Chart of the Day: The Mixed Bag of China’s Local Economies
China’s provincial-level economies were a patchwork of promising growth, sluggish performance, and contraction in the first three quarters, as outbreaks of Covid-19 pummeled some regions, while resource-rich areas benefited from rising prices of raw materials.
All 31 provincial-level regions on the Chinese mainland have released their GDP data for January through September. Thirteen lagged the national year-on-year growth rate of 3% for the period, including three recording contractions.
The southern island province of Hainan, Shanghai municipality and the northeastern province of Jilin saw their economies shrink 0.5%, 1.4% and 1.6% year-on-year, respectively. Each has suffered severe Covid containment measures at some point this year, Hainan most recently.
The popular tourist destination’s GDP reversed from 1.6% growth in the first six months.

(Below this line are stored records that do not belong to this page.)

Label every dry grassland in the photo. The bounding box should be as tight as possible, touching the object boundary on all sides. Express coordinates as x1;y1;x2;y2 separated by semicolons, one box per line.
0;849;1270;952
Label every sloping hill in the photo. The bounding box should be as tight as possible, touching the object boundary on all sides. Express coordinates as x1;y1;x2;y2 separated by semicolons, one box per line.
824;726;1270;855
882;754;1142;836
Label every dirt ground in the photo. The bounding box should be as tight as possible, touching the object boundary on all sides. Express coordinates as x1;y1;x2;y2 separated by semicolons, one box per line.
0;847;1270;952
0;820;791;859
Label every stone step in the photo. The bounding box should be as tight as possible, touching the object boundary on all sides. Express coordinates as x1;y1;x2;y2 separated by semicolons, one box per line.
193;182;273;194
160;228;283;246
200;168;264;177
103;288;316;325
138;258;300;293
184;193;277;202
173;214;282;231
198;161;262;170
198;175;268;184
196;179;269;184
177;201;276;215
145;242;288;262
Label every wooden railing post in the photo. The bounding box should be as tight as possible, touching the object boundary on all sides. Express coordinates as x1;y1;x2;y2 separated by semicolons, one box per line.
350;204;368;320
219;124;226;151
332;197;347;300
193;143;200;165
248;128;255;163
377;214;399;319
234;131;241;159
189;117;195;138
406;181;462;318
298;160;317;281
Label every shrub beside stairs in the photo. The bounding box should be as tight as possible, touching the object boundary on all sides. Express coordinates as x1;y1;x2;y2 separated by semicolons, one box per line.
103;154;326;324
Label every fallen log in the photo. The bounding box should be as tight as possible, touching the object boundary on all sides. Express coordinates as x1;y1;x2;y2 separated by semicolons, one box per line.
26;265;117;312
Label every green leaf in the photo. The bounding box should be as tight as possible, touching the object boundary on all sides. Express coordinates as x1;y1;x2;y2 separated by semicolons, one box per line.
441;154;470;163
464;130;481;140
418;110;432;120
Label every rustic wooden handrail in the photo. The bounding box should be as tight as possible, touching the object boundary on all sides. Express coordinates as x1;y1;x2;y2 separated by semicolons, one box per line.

The tropical island imposed a large-scale lockdown in August to contain a Covid outbreak, stranding tens of thousands of visitors.
That outbreak has had a wide and long-lasting impact on Hainan’s economy, which relies heavily on services industries such as tourism and retail, said Cheng Shaolin, chief statistician of the provincial statistical bureau, in a statement last month. The number of tourists who stayed overnight in Hainan dropped 23% year-on-year in the first three quarters, he said.
Shanghai and Jilin suffered outbreaks mainly in the first half of the year. Their GDPs appeared to be on the mend, with third-quarter data improving compared to the half-year.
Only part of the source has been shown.